There are rare-earth elements in your computer, digital camera, television, smartphone, in the batteries of hybrid vehicles, in long-lasting lightbulbs and serving as critical magnets in guided missiles.
Yet the available supply of rare-earth elements has been cut in the past few years. Nearly all the world's processing facilities are located in China, which started reducing export quotas about two years ago, then restricted exports further following a dispute last year with Japan over an island. China is also closing some of its rare-earth processors, citing environmental concerns.
Together, the actions have increased the costs of rare-earth minerals, which have soared by 1,500 percent on average during the past year, alarming the U.S. government.
Some relief may be coming. Efforts to diversify the supply of rare-earth minerals should get a boost later this year when two mines, one in the U.S. and one in Australia, ramp up production. (Watch a video of the U.S. mine here: http://www.youtube.com/watch?v=R748lCp8Fic&feature=channel_video_title.) Supplies aren't expected to match demand for years, however, triggering a worldwide rush to locate and extract rare-earth elements. (The minerals are known as elements once they are mined.)
"It's gotten the attention of Congress," said U.S. Geological Survey researcher Thomas Frost, noting that the USGS's 2011 budget includes a directive to research rare-earth minerals.
"We've realized we need to better understand what potential sources of rare earths there are in the U.S., and in the world, that are not controlled by China, and that hadn't been considered before," he said.
The U.S. mine, owned by Molycorp, has reopened after closing in 2002 following radioactive wastewater spills and price competition.
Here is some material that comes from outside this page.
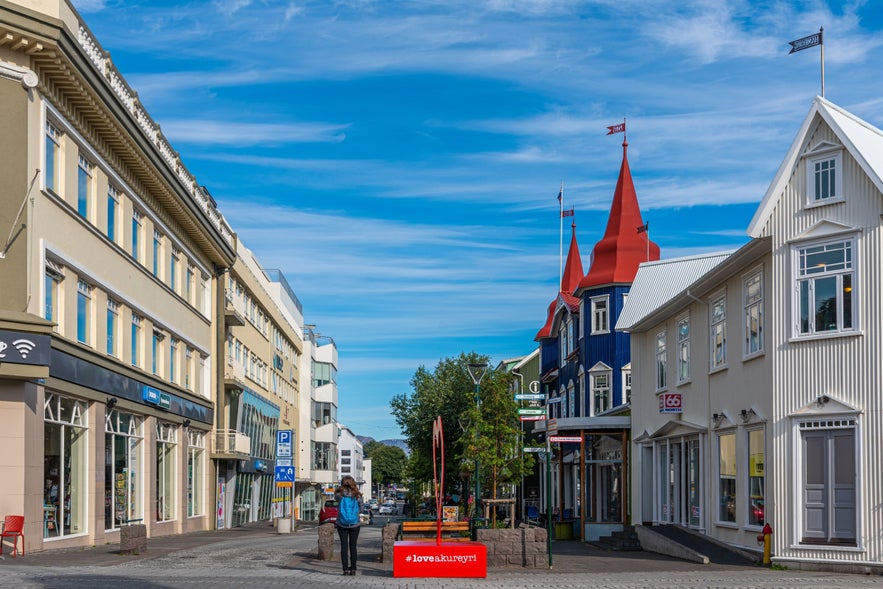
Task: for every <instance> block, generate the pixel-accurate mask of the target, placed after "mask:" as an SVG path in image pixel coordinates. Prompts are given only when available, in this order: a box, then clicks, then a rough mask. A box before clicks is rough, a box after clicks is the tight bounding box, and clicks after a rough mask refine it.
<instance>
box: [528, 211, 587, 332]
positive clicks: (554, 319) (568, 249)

The largest spills, from a pipeline to Nevada, occurred in the late 1990s, in protected lands in the Mojave Desert. The company has since changed its ownership structure.
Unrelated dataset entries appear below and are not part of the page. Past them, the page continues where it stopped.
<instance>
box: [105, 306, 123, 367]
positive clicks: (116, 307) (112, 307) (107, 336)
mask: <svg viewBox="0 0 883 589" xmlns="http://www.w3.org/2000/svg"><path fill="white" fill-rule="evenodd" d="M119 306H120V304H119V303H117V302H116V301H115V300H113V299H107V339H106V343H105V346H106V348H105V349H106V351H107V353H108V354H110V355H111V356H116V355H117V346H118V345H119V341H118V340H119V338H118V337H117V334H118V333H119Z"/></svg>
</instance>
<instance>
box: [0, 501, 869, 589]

"We want people who buy from us to know we do things the right way," said Mark Smith, Molycorp CEO, who says Molycorp has a new, environmentally friendly mission. "We care about the environment and we care about what we do, and we think that makes a difference with customers today," he said.
Molycorp's facility, in Mountain Pass, California, will expand production dramatically. It's being rebuilt to produce up to 40,000 metric tons of rare-earth elements by 2013, which would be a 700 percent increase from its production target for the end of this year.
Just off of its own exit on Interstate 15, about an hour's drive from Las Vegas, the Mountain Pass mining site is nestled in a small valley between two mountain ranges in the desert.
The carbonatite deposit, which contains a variety of ore types, was discovered by prospectors in 1949, according to a U.S. geologist. About 8 percent of the deposit contains rare-earth minerals, a good ratio in rare-earth mining.